Part of what makes router security hard—and important—is that we’re constantly interacting with other people’s routers. You may practice good security with your personal devices, but odds are that at some point you’ll want to join a wireless network at a coffee shop or airport or hotel, at which point you’ll be dependent on how well they protect their networks. Hotels, in particular, are notorious for having poor network security, and in March, there were reports of vulnerable wireless routers at hundreds of hotels worldwide.
It’s an easy guess that most PJMedia and/or VodkaPundit readers are tech-savvy enough to have their routers proper secured — but if you have any doubts at all, read the whole Slate piece and get your bottom fully covered.
But that second graf, the stuff about hotel WiFi security, can’t be stressed often enough.
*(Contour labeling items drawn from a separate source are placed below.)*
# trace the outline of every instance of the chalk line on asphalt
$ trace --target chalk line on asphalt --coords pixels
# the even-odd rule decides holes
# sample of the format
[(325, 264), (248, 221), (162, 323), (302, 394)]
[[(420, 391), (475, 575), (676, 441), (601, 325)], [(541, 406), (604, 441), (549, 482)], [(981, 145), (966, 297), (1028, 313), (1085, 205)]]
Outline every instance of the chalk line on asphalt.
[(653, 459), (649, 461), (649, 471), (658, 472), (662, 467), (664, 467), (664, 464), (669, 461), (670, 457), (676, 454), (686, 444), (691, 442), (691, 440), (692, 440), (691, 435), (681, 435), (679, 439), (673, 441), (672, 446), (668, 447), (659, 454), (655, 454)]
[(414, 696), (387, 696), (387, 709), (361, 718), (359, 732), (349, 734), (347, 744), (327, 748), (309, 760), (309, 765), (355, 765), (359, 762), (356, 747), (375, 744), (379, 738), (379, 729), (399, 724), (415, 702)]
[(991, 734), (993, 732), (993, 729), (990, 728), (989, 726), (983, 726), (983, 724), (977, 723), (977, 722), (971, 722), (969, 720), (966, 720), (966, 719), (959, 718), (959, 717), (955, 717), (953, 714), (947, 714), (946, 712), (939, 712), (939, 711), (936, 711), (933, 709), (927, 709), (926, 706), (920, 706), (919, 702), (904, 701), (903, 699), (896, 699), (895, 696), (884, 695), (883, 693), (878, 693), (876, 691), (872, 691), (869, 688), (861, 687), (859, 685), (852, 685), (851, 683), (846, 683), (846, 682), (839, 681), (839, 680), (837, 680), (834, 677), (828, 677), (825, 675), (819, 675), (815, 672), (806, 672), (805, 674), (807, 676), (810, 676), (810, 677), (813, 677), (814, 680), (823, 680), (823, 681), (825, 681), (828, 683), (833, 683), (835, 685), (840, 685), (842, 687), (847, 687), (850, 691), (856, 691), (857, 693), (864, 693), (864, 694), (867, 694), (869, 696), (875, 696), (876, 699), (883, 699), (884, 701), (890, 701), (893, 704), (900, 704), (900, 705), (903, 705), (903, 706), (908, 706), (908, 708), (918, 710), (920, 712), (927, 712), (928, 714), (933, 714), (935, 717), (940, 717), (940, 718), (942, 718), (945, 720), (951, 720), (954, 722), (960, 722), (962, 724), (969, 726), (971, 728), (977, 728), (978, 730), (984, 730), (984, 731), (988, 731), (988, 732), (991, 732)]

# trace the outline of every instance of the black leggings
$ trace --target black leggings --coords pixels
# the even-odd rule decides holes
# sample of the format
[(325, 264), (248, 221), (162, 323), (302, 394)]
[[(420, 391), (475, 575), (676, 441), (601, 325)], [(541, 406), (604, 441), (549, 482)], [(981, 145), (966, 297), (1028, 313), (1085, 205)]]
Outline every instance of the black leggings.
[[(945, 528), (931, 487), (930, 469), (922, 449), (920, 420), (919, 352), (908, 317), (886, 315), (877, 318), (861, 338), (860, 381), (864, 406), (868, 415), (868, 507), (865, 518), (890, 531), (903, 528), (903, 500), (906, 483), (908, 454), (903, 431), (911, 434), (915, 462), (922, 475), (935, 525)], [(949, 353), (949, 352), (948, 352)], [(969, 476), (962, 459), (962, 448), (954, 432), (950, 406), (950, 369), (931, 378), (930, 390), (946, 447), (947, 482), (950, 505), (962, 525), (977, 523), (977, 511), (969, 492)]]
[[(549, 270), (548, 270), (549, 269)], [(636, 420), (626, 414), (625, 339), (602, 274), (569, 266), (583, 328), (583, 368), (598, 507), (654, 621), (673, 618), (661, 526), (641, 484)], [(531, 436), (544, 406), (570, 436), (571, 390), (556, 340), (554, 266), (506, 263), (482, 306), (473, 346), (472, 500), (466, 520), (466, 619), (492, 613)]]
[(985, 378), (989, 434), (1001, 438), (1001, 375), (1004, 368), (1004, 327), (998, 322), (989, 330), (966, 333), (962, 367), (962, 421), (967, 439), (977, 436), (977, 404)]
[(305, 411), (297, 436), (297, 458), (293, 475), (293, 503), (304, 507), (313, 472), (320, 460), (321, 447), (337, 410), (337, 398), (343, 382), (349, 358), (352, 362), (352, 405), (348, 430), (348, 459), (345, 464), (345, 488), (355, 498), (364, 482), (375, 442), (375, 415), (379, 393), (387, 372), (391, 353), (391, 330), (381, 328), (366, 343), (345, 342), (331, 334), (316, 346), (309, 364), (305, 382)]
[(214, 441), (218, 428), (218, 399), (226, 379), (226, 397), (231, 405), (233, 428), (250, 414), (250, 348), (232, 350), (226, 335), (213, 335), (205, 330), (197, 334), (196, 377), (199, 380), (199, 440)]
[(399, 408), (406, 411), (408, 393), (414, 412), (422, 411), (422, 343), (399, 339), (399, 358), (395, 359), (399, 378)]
Every time you use a public WiFi connection, whether it’s in a hotel, your local fast food or coffee joint, or internet cafe, then immediately your own security is only as good as theirs is. Odds are everything is unencrypted, and Lord Only Knows if there is any security at all on their router.
I’ve found that it’s only slightly more expensive to refuse public WiFi connections and to rely on your metered LTE service instead. And in the long run it could prove to be far less expensive.